His idea would see the playoff start much earlier, say the first or second weekend in December. That would bring the semifinals closer to New Year's Eve or New Year's Day, then the championship game could be moved back to early January as well. To accomplish this, he'd want the season to start in the "Week Zero" window. To him, this would have several benefits: removing the layoffs, yes, but also limiting competition from NFL games. The new transfer portal period would also come after the end of the playoff, with most believing it'll fall around early-mid January.
"It solves a lot, whether it’s the portal being open during the season or what," Lanning says. "I just wish we played a similar playoff to every other model that exists in every other sport where you play every Saturday and you get knocked out. There might be byes, but it’s not going to be more than 14 days off as opposed to what we had this past season."
"If anyone ever asks me what’s the one thing I could change in college football," he added, "it’s always that."
Lanning's proposal has some merit; the extended layoff for teams with a bye is a bizarre quirk of the new scheduling format. Teams that get a bye into the NFL playoffs don't wait for 3–4 weeks before playing. Neither do teams in baseball or basketball. Even then, an extended break for baseball teams with a first-round bye has been blamed on early postseason exists.
Does that mean the Ducks lost to Ohio State exclusively because of the long break? Of course not. The Buckeyes were the best team in the country last season, and put their foot down immediately. But it couldn't have helped.
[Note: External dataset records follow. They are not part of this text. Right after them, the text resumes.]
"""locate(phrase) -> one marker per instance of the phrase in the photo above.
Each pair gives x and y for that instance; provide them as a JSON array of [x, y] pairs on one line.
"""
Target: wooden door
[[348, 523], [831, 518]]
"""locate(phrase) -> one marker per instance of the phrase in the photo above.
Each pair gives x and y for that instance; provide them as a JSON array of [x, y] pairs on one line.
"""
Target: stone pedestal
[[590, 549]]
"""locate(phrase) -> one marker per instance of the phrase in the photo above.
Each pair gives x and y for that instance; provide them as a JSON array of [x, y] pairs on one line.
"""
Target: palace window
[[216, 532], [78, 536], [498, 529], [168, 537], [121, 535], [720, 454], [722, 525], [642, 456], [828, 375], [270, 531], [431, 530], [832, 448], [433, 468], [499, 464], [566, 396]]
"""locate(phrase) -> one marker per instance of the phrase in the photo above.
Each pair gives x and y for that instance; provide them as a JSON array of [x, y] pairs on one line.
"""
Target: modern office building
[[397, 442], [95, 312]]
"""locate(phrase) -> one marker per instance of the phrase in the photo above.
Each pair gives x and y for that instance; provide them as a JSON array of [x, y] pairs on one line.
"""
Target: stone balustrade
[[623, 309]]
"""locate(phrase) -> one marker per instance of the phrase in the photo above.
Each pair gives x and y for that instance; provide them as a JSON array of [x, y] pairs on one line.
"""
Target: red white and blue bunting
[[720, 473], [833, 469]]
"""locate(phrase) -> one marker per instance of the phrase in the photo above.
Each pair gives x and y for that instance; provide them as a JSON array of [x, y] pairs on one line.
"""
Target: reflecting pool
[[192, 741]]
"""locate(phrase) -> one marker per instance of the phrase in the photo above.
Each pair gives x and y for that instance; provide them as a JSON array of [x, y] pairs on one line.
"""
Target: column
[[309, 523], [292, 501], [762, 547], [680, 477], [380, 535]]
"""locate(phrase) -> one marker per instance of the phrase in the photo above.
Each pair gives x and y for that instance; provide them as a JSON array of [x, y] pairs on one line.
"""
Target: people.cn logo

The original bowl season format was primarily developed to track the end of the school year. Student-athletes would be in finals in early-mid December, making a layoff necessary before most bowl games started in mid-late December. But we've long since stopped pretending that college football players are students, so interfering with finals shouldn't be a concern. Move it all up a little bit, and you can help eliminate the long breaks that clearly bother teams and coaches.